Because the plan here provided for reimbursement of “any monies recovered from [the] third party”, the Court found that the double recovery rule, which would only allow the plan to recover that portion of a payment to McCutchen representing medical expenses (differentiated from future earnings, or pain and suffering, for example), that equitable doctrine was contrary to the terms of the plan and was not a valid defense.

However, in considering McCutchen’s “common fund” defense, the Court found that the plan was silent on the allocation of attorney’s fees. According to the Court, the plan’s allocation formula could have been interpreted to apply to every dollar received from a third party. Yet, the Court found the plan could also be interpreted to apply only to the final, true recovery, after all costs of obtaining it were deducted. Finding the plan ambiguous, the Court agreed that McCutchen’s equitable defense applied to fill the gap in the express terms of the plan, and US Airways’ reimbursement would be limited by its proportional share of McCutchen’s attorney’s fees incurred in obtaining his third-party payment.

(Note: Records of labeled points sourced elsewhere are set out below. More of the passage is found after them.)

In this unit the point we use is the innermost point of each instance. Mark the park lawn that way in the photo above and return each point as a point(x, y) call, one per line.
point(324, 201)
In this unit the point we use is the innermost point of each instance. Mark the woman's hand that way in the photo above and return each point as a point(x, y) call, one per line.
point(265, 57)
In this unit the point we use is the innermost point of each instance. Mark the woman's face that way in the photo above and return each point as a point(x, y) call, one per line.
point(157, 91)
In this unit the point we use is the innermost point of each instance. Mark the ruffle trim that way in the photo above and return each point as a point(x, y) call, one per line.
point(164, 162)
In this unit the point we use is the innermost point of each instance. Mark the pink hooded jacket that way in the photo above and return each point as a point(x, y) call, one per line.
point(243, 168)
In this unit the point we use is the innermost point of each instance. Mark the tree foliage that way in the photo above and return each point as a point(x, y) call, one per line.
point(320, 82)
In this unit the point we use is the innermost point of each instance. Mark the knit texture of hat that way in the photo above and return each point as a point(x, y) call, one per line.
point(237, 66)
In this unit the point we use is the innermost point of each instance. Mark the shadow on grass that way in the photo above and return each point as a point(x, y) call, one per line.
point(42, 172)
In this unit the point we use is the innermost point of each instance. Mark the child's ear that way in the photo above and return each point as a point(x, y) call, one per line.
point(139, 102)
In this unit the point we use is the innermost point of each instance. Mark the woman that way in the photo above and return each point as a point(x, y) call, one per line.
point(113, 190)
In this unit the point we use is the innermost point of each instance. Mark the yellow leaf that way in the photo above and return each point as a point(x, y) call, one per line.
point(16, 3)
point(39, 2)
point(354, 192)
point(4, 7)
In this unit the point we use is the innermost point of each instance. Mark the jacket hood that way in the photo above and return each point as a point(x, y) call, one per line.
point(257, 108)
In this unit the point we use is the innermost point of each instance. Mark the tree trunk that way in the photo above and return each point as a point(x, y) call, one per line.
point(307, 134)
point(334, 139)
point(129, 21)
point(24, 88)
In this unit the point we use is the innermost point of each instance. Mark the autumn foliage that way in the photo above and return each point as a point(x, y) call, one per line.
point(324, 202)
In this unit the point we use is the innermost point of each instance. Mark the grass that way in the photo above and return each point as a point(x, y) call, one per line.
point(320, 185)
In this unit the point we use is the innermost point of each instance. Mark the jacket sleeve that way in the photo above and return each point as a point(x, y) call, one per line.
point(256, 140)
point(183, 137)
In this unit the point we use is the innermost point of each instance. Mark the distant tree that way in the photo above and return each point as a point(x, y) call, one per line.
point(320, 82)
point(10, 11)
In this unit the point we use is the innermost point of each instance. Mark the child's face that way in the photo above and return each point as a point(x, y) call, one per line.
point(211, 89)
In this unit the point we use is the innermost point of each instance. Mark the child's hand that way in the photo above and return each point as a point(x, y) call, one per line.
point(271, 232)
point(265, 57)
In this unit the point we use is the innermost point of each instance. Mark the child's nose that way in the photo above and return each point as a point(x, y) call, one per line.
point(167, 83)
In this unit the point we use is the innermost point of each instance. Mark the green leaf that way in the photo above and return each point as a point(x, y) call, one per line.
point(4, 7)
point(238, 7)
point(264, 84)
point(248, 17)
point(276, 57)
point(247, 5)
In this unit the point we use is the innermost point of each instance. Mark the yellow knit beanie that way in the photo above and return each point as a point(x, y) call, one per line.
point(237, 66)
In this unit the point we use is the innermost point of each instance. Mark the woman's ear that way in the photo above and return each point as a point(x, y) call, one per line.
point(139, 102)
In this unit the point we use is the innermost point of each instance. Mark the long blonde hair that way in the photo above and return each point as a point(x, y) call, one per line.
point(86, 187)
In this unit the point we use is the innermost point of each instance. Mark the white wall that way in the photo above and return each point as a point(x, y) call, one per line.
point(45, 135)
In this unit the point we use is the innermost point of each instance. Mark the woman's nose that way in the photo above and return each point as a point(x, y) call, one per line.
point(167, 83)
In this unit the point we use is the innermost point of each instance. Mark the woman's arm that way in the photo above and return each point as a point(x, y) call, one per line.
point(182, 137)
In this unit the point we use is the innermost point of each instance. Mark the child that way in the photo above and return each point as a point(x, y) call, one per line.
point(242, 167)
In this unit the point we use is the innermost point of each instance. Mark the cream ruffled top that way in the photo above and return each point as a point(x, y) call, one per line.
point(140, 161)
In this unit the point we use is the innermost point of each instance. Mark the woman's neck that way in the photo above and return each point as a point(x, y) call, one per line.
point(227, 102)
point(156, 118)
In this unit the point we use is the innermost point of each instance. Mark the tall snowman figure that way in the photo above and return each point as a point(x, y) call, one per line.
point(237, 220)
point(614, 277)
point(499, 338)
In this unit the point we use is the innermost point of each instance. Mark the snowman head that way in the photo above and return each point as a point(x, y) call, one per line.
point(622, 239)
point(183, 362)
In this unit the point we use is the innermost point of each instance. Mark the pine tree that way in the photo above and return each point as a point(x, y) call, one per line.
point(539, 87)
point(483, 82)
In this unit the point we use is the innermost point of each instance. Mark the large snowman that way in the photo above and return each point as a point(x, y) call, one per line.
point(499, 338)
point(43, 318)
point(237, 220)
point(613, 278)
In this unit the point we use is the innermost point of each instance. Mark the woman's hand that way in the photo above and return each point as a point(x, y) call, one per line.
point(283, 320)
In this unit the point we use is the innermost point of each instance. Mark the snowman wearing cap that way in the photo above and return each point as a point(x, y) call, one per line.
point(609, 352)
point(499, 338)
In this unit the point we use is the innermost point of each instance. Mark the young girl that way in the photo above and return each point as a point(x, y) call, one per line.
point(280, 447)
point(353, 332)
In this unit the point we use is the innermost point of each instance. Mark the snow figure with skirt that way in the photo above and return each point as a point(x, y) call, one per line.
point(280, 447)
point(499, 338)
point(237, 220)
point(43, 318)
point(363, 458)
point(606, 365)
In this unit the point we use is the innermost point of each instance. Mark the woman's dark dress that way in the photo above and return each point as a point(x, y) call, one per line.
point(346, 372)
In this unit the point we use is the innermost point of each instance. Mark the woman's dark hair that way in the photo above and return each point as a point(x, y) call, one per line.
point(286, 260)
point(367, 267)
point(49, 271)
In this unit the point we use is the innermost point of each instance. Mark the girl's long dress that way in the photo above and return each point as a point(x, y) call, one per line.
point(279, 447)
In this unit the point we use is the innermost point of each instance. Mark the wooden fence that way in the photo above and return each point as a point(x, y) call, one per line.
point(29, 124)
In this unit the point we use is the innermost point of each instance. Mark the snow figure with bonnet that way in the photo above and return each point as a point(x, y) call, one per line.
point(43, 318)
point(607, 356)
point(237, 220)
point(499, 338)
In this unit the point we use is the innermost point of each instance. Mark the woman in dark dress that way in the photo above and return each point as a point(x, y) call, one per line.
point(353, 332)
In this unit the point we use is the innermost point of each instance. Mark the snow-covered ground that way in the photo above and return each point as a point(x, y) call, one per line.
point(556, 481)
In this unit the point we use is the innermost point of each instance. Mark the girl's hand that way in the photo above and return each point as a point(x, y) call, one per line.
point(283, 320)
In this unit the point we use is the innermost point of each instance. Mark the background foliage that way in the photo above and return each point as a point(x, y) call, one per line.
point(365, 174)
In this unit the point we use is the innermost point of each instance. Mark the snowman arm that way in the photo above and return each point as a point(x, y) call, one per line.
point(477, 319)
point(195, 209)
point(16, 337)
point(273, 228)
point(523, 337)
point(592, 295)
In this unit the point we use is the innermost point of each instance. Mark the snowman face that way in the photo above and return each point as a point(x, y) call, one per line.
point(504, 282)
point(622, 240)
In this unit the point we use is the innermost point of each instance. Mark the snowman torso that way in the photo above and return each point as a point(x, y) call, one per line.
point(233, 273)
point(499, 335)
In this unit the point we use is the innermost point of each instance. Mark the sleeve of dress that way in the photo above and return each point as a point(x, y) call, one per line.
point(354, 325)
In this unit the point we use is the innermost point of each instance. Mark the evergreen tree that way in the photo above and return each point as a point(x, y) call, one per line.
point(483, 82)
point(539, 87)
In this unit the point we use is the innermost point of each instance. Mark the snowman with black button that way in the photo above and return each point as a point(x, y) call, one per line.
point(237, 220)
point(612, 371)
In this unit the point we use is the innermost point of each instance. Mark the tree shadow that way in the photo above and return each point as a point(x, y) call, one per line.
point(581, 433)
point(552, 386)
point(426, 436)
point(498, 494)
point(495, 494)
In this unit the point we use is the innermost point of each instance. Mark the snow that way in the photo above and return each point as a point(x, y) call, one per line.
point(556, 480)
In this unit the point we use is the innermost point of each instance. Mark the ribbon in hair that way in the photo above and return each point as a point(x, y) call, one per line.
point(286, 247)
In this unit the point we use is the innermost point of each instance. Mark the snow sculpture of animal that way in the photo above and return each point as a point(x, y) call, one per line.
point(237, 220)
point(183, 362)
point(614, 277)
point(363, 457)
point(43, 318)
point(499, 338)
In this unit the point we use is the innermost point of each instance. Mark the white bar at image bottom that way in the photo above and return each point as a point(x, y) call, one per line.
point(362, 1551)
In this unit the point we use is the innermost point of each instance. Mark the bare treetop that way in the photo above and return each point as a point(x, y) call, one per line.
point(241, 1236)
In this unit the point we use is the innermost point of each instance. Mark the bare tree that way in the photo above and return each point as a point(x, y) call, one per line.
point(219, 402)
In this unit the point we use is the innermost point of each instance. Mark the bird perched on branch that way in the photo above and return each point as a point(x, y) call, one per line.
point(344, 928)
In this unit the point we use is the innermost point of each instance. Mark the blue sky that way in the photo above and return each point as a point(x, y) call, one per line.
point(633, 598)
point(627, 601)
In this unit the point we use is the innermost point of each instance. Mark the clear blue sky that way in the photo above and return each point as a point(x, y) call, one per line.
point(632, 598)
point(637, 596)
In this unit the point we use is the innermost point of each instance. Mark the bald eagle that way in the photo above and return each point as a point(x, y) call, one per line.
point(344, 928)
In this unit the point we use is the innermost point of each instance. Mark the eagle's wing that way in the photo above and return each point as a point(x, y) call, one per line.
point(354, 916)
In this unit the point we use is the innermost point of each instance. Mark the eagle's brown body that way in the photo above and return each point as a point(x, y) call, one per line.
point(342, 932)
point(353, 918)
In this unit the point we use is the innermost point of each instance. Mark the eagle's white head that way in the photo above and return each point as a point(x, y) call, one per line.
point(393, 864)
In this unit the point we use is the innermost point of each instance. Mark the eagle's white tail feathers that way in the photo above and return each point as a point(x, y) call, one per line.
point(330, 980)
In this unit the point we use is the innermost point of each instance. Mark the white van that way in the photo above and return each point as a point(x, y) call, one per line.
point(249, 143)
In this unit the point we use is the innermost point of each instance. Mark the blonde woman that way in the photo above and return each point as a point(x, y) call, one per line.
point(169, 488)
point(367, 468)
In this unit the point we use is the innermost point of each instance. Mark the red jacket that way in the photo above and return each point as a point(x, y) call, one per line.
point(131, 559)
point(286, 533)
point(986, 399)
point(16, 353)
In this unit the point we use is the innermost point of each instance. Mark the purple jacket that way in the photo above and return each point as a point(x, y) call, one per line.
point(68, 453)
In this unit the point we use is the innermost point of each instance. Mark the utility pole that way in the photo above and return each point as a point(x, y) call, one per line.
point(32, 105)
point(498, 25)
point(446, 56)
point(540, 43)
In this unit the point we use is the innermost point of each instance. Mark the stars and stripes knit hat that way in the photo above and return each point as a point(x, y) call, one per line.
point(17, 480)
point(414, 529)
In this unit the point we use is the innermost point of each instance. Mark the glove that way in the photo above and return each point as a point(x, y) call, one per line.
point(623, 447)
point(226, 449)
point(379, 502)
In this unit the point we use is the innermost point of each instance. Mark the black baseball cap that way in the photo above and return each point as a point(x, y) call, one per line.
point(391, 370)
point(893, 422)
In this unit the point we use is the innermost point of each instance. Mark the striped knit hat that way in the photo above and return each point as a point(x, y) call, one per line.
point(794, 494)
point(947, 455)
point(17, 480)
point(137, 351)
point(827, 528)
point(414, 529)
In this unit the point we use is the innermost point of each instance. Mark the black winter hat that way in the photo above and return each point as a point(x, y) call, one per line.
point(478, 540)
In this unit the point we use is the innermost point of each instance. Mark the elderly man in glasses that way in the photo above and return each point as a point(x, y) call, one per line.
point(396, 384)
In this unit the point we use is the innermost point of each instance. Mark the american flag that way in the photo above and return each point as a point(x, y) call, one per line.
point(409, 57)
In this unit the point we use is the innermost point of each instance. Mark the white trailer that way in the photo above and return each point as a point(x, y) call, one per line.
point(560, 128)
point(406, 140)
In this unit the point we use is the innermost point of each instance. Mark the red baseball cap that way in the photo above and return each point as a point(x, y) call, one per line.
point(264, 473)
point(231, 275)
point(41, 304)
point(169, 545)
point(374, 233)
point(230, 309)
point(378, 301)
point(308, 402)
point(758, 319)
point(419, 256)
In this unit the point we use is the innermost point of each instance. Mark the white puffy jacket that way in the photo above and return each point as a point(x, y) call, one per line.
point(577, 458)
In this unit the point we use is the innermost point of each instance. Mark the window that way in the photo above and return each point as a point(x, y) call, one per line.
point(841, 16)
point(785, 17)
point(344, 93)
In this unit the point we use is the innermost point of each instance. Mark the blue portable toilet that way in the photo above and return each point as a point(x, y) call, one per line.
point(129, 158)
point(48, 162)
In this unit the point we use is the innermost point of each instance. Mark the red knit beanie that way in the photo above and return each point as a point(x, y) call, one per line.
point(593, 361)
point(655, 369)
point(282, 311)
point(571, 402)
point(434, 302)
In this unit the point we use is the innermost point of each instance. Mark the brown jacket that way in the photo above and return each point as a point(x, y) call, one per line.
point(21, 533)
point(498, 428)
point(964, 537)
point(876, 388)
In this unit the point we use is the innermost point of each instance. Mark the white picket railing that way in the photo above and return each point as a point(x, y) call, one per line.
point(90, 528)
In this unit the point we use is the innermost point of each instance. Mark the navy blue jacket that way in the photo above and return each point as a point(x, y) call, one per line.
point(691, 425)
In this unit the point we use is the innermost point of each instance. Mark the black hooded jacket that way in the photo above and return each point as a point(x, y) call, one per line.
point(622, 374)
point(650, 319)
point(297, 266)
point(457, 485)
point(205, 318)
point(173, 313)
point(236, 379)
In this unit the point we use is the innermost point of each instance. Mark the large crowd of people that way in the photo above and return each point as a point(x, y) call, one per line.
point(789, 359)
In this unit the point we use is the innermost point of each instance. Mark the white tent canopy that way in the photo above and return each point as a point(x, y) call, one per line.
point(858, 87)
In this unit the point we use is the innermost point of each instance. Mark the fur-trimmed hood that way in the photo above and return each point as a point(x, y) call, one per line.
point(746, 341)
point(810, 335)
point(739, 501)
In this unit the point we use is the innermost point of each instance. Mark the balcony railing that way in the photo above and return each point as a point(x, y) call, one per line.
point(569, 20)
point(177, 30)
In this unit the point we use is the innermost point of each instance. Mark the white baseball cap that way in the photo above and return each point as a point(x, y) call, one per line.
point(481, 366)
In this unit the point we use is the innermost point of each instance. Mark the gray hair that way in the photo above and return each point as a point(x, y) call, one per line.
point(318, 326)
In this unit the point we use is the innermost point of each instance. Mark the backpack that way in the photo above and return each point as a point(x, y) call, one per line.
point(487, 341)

Justice Scalia authored the dissent, joined by Chief Justice Thomas and Justice Alito. The dissenting opinion differed from the majority only with respect to whether the plan terms were ambiguous such that the common fund doctrine should apply, arguing that McCutchen conceded in briefing that the plan allowed for reimbursement without contribution to attorney’s fees incurred in obtaining a payment. Accordingly, the dissent found this issue was not properly preserved, or included in the issue presented. The majority addressed this issue by indicating that McCutchen’s statement in question was actually a description of US Airways’ position in the District Court, and that McCutchen himself argued the same position that the majority adopted.